Lizzie drückte sich näher an ihn und presste leicht seine Hand: "Fitzwilliam, hör doch bitte auf, dir Vorwürfe zu machen. Es ist doch vollkommen verständlich, dass du mich nach allem, was passiert ist, nicht mehr wieder sehen wolltest. Ich habe mich dir gegenüber auch nicht gerade fair verhalten. Was mein Vater dir über mich erzählt hat, muss dich sehr verletzt haben." "Ja, das hat es", erwiderte Darcy, "aber sag mir nur eins: Ist es wahr, was er gesagt hat?" "Dass ich dich nur aus Dankbarkeit heiraten wollte?", fragte Lizzie sanft nach. Darcy nickte nur stumm. "Nein, das ist nicht wahr. Ich bin dir natürlich schon dankbar für das, was du für uns, mich getan hast, aber das war nicht der Grund, warum ich dir meine Zustimmung gegeben habe. Ich liebe dich, wieso glaubst du mir das nicht endlich?" Lizzies Stimme klang fast schon frustriert bei diesen Worten und Darcy wollte ihr erklären, wieso er so misstrauisch war und erklärte: "Deine Reaktion auf meinen ersten Antrag hat wohl dazu geführt, dass es mir schwer fällt an deine Liebe zu glauben, vor allem, wenn dein Vater mir versichert, dass du mich sowieso nur aus Dankbarkeit angenommen hast. Ich wollte es nicht glauben, aber es schien alles dagegen zu sprechen, dass du etwas für mich empfindest und der Ring hat mich dann vollends überzeugt, dass du mich nie geliebt hast." "Natürlich der Ring", entfuhr es Lizzie, "ich hätte ihn nie aus der Hand geben sollen." "Dann tue es jetzt nicht wieder", entgegnete Darcy. Er nahm liebevoll ihre Hand in die seine und steckte ihr erneut den Verlobungsring auf den Finger. Dann hob er ihre Hand und küsste sie leicht.

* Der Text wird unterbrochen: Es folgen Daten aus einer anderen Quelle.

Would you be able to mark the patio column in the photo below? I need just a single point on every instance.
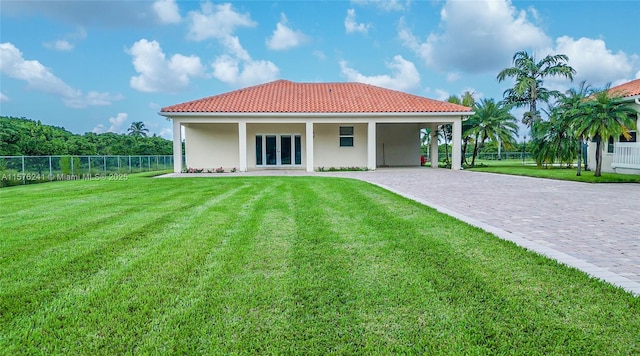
(456, 154)
(371, 145)
(434, 146)
(177, 146)
(309, 146)
(242, 148)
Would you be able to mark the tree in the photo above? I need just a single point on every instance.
(554, 139)
(493, 121)
(604, 115)
(137, 129)
(529, 81)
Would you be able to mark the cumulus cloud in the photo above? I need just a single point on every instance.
(352, 26)
(404, 77)
(41, 78)
(216, 21)
(478, 36)
(284, 37)
(68, 43)
(167, 11)
(156, 73)
(237, 68)
(593, 61)
(386, 5)
(115, 124)
(59, 45)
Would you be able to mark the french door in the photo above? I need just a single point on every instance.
(278, 150)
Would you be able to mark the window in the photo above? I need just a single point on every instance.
(610, 145)
(346, 136)
(632, 137)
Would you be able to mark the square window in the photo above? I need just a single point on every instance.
(346, 141)
(346, 136)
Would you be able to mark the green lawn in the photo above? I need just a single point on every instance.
(304, 265)
(554, 172)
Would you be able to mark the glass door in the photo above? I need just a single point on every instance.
(278, 150)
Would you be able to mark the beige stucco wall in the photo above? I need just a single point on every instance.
(210, 146)
(277, 129)
(327, 150)
(397, 145)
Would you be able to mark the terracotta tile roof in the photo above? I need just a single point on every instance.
(627, 89)
(283, 96)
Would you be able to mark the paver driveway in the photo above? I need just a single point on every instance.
(593, 227)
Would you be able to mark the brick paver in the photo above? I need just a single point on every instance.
(592, 227)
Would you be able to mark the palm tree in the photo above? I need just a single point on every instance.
(571, 104)
(602, 116)
(554, 139)
(138, 129)
(493, 121)
(529, 80)
(468, 125)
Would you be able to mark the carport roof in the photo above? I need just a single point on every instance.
(283, 96)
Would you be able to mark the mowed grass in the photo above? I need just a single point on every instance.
(554, 172)
(302, 265)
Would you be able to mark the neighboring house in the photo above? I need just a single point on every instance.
(619, 154)
(290, 125)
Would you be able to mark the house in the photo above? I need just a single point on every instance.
(621, 155)
(284, 124)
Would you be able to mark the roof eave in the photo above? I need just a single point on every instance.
(169, 114)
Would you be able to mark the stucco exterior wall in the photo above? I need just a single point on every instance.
(210, 146)
(275, 129)
(397, 145)
(327, 150)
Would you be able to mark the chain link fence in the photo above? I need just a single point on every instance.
(16, 170)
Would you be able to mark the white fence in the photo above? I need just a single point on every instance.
(36, 169)
(626, 155)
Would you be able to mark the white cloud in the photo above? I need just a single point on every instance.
(404, 77)
(157, 74)
(41, 78)
(216, 21)
(284, 37)
(319, 54)
(478, 36)
(68, 43)
(593, 61)
(167, 11)
(352, 26)
(59, 45)
(115, 124)
(453, 76)
(386, 5)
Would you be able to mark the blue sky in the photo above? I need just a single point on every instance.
(97, 66)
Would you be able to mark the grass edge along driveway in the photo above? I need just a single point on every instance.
(306, 265)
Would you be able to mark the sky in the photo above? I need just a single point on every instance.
(97, 66)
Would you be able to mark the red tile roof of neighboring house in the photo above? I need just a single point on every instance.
(283, 96)
(627, 89)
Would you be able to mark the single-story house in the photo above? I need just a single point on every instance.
(621, 155)
(283, 124)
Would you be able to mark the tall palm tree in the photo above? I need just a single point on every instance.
(468, 125)
(138, 129)
(529, 81)
(571, 104)
(493, 121)
(602, 116)
(554, 139)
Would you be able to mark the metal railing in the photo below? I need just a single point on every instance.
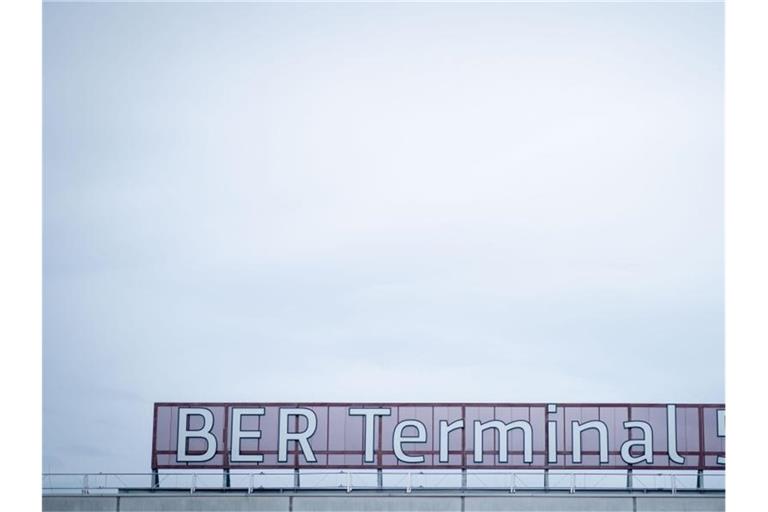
(398, 481)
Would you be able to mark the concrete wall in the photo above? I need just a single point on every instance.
(372, 502)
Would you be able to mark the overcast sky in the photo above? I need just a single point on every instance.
(337, 202)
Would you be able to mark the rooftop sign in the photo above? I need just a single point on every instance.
(438, 436)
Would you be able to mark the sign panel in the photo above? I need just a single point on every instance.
(438, 436)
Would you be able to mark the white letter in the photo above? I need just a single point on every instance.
(369, 430)
(302, 437)
(445, 429)
(672, 436)
(552, 435)
(602, 431)
(398, 440)
(237, 434)
(204, 433)
(504, 429)
(646, 442)
(720, 431)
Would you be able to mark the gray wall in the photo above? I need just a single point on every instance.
(368, 502)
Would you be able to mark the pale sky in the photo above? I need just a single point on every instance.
(411, 202)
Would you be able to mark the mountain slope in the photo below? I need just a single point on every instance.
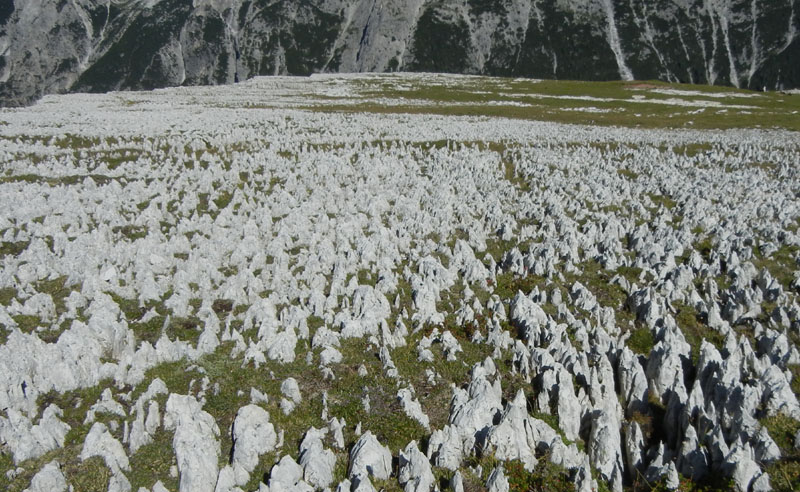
(55, 46)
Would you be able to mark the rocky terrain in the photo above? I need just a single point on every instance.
(53, 46)
(270, 287)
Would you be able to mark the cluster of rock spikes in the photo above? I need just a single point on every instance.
(200, 297)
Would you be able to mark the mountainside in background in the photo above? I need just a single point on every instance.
(52, 46)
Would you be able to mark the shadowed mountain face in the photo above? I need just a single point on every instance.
(53, 46)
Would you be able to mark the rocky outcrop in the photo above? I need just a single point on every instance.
(93, 45)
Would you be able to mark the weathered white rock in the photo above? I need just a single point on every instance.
(412, 407)
(287, 475)
(369, 457)
(99, 442)
(28, 441)
(415, 474)
(48, 479)
(514, 437)
(253, 435)
(444, 448)
(195, 442)
(317, 462)
(605, 448)
(497, 481)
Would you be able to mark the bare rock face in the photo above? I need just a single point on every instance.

Lizzie blickte zärtlich zu ihm hoch und lächelte. Wieder einmal wünschte Darcy sich mit ihr allein zu sein, aber da sie schon fast das Musikzimmer erreicht hatten und er seine Schwester nicht warten lassen wollte, bezwang er den Wunsch, sie an einen etwas privateren Ort zu entführen, und begnügte sich damit zurückzulächeln.